At a time when so many giant fires are consuming vast areas of forest habitat and killing so many large oaks and conifers, CSERC continues to press for science-based thinning logging and prescribed burning projects that can greatly reduce the severity of wildfires. As our staff does forest monitoring, we frequently find large “slash” piles of waste wood left from thinning projects, or the cutting of hazard trees along roads, or the removal of small diameter trees that can act as a “ladder fuels” to carry surface fires up into the crowns of trees.
One Forest Service forester shared that, just within the Stanislaus Forest, there are more than 1,000 large piles that will be burned - there in the forest - without any filtering of the air quality contaminants. In contrast, when transportation costs are low enough, those huge waste wood piles can be chipped, and the chips can be trucked to biomass plants where filters remove the vast majority of air pollutants when the chips are burned.
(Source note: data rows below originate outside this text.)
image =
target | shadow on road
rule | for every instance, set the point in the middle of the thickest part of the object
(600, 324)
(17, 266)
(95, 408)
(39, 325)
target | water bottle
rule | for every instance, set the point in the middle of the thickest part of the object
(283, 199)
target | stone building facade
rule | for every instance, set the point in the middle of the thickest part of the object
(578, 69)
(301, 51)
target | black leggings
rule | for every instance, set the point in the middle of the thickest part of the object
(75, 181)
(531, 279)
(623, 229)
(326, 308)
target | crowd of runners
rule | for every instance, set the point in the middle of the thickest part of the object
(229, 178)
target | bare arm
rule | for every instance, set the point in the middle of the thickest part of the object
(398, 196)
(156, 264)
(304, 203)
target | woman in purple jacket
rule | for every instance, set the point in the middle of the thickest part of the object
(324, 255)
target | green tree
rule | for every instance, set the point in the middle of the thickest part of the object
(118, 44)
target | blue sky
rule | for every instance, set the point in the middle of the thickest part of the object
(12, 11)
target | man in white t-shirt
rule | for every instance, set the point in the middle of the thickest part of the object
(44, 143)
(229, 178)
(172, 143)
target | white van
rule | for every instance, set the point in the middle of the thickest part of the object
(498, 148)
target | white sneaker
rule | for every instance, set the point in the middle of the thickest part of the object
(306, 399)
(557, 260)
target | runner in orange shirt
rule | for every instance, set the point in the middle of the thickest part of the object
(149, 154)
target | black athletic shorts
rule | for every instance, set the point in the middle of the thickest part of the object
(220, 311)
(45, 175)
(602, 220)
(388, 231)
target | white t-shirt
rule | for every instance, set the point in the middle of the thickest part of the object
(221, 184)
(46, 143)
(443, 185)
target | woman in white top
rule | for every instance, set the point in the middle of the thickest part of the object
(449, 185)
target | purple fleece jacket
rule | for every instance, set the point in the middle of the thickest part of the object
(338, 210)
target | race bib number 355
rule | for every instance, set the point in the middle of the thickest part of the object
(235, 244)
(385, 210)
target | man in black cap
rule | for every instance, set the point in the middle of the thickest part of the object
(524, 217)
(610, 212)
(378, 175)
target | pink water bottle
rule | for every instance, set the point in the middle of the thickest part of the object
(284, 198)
Yet instead of praising the Forest Service for trying to minimize air pollution by selling the waste wood chips to biomass plants, some environmental groups have railed against biomass removal as a supposed threat to the forests. They misleadingly claim that biomass removal won’t leave enough snags or down logs for wildlife. In reality, there are more than 100 million recently dead trees shown by aerial surveys that are scattered across the region. In addition every USFS project is required to leave an average of 4 or more snags per acre. A second misleading claim from biomass opponents is that biomass removal contaminates air quality. In reality, the piles will either be burned in the open with no filtering of pollutants, or the same wood will be burned far more cleanly at biomass cogeneration plants – where burning actually creates electricity, as well. One way or the other, the waste wood will be burned. It makes sense to burn it as cleanly as possible.
CSERC strongly supports biomass removal due to the benefits to air quality and the extremely unnatural amount of small woody material that has built up in public forests due to a century of fire suppression. When conservation groups fight beneficial forest projects (such as biomass removal) based on misinformation, it can lead to agency decision-makers broadly categorizing environmental input as unfounded and irrelevant.